The researchers of the study developed a dialogue agent for a mobile robot that can be put straight into a workplace environment and quickly learn to carry out delivery and navigation tasks to assist human workers without having to first be trained on a large corpus of annotated data.
The agent automatically induces training examples from conversations it has with humans, using a semantic parser to incrementally learn the meaning of previously unseen words. This can also account for new language variation, allowing for flexibility in how users say their requests.
“This approach is more robust than keyword search and requires little initial data,” researchers from University of Texas at Austin wrote in their paper.
“Further, it could be deployed in any context where robots are given high-level goals in natural language.
“To the best of our knowledge, our agent is the first to employ incremental learning of a semantic parser from conversations on a mobile robot.”
The agent is also capable of multi-entity reasoning when doing navigation tasks such as finding a person’s office by noting it is next to another person’s office.
The University of Washington Semantic Parsing Framework was used for mapping a natural language request to meaning representations. Lambda calculus (λ-calculus) formulas were used to represent the meanings of words (lexical items) and combinatory categorial grammar (CCG) was used to tag each word with a syntactic category, including a template-based GENLEX (lexical generation procedure).
More than 300 users interacted with the agent via Amazon Mechanical Turk web interface and 20 users via a simple Segbot robot on wheels in an office. It first performed poorly but then quickly learned and adapted to improve at carrying out tasks.
The agent first clarifies with the user what he or she means by a request, in which it prompts the user to ask the question another way so it can learn different ways of saying the same thing. At first this can be a monotonous interaction, but it soon picks up, meaning the key is in its ability to self-learn on the go without having to undertake extensive training beforehand.
“One users’ conversation began ‘please report to room 3418’, which the agent could not parse because of the new word ‘report’. The agent understood the re-worded request ‘go to room 3418’, and the former sentence was paired with the logical form of this latter for training.
“When the GENLEX procedure explored possible semantic meanings for ‘report’, it found a valid parse with the meaning of ‘go’ … and added it to the parser’s lexicon.”
The agent is also able to associate words such as ‘bring and ‘deliver’, and ‘Java’ and ‘coffee’, when doing a delivering task. It also asks the user if he or she is satisfied with the request so it learns how to handle requests correctly.
The agent can also learn to make the connection between someone’s nickname and their actual name such as ‘Frannie’ for Frances and ‘Bob’ for Robert, so that users do not always have to refer to a person by their full name when talking to the agent.
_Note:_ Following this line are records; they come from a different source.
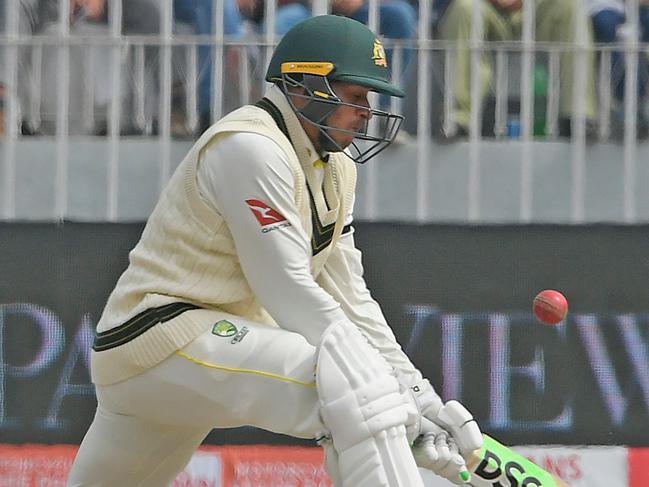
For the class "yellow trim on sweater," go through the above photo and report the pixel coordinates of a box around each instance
[176,350,315,388]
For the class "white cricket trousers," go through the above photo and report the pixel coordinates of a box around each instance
[68,312,324,487]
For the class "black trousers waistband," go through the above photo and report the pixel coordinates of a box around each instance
[92,303,200,352]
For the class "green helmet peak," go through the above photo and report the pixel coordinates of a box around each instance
[266,15,404,97]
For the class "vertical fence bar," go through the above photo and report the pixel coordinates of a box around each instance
[597,49,612,141]
[81,45,95,133]
[183,45,198,134]
[571,0,594,223]
[494,48,509,139]
[0,0,20,220]
[364,0,380,220]
[25,43,43,130]
[158,1,173,192]
[442,49,459,135]
[54,0,70,220]
[624,0,640,223]
[416,2,431,222]
[519,0,536,223]
[312,0,329,15]
[210,1,225,121]
[261,0,277,93]
[468,0,484,222]
[106,0,122,222]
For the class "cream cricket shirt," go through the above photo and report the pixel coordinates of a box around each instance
[92,87,421,384]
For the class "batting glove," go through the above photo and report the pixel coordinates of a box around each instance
[412,428,471,485]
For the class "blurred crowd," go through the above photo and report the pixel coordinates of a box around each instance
[0,0,649,140]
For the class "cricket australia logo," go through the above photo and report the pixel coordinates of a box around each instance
[212,320,237,337]
[212,320,250,345]
[246,199,291,233]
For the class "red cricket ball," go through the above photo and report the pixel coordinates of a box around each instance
[532,289,568,325]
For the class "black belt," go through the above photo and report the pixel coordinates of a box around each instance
[92,303,200,352]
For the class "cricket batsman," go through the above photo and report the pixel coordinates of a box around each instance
[68,15,482,487]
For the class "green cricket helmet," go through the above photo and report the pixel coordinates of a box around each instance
[266,15,404,163]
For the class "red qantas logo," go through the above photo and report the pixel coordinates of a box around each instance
[246,200,286,227]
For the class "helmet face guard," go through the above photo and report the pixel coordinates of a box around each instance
[281,69,403,164]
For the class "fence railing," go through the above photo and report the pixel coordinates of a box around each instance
[0,0,649,222]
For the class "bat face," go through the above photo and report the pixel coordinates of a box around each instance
[467,435,568,487]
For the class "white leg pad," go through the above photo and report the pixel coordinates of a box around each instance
[316,323,424,487]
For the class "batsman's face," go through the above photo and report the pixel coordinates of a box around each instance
[327,82,372,149]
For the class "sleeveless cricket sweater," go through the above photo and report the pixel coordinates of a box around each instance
[91,87,356,385]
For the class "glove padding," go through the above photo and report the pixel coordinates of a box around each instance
[410,379,482,455]
[412,423,471,485]
[428,401,483,455]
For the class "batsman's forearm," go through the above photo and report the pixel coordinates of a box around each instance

Users were asked to fill in a survey, rating the interaction they had from 0-4. Users rated whether they strongly disagreed (0), somewhat disagreed (1), neutral (2), somewhat agreed (3) and strongly agreed (4) to statements such as ‘robot understood me’, ‘robot frustrated me’, ‘I would use the robot to get items for myself and others’, and the like.
Looking at the results from the in-office Segbot experiment, the agent on its first day scored an average of 1.6 for understanding users, a 2.5 for frustrating users, and a 1.6 for usefulness in delivery tasks . When the agent had been in the office for four days interacting with humans, the figures came out better – a 2.9 for understanding requests, a 1.5 for frustrating users, and a 2.5 for usefulness in delivery.
The percentage of navigation tasks it completed over the four days didn’t differ from 90 per cent, but delivery tasks completed improved from 20 per cent to 60 per cent.
The agent slightly dropped in performance over the four days in navigation usefulness and in users easily understanding tasks, according to user surveys.
The agent also corrects users when they make grammatical errors, with one user pointing this out in his/her survey.
Future work on the agent includes applying it to speech recognition software, with the researchers exploring if it can automatically learn to correct consistent speech recognition errors. At the moment, users type requests through the mobile robot and web-based interface.
“As the robot platform gains access to more tasks, such as manipulation of items, doors, and light-switches via an arm attachment, we will scale the agent to learn the language users employ in that larger goal space.
“We also plan to add agent perception, so that some predicates can be associated with perceptual classifiers, and new predicates can be discovered for new words.”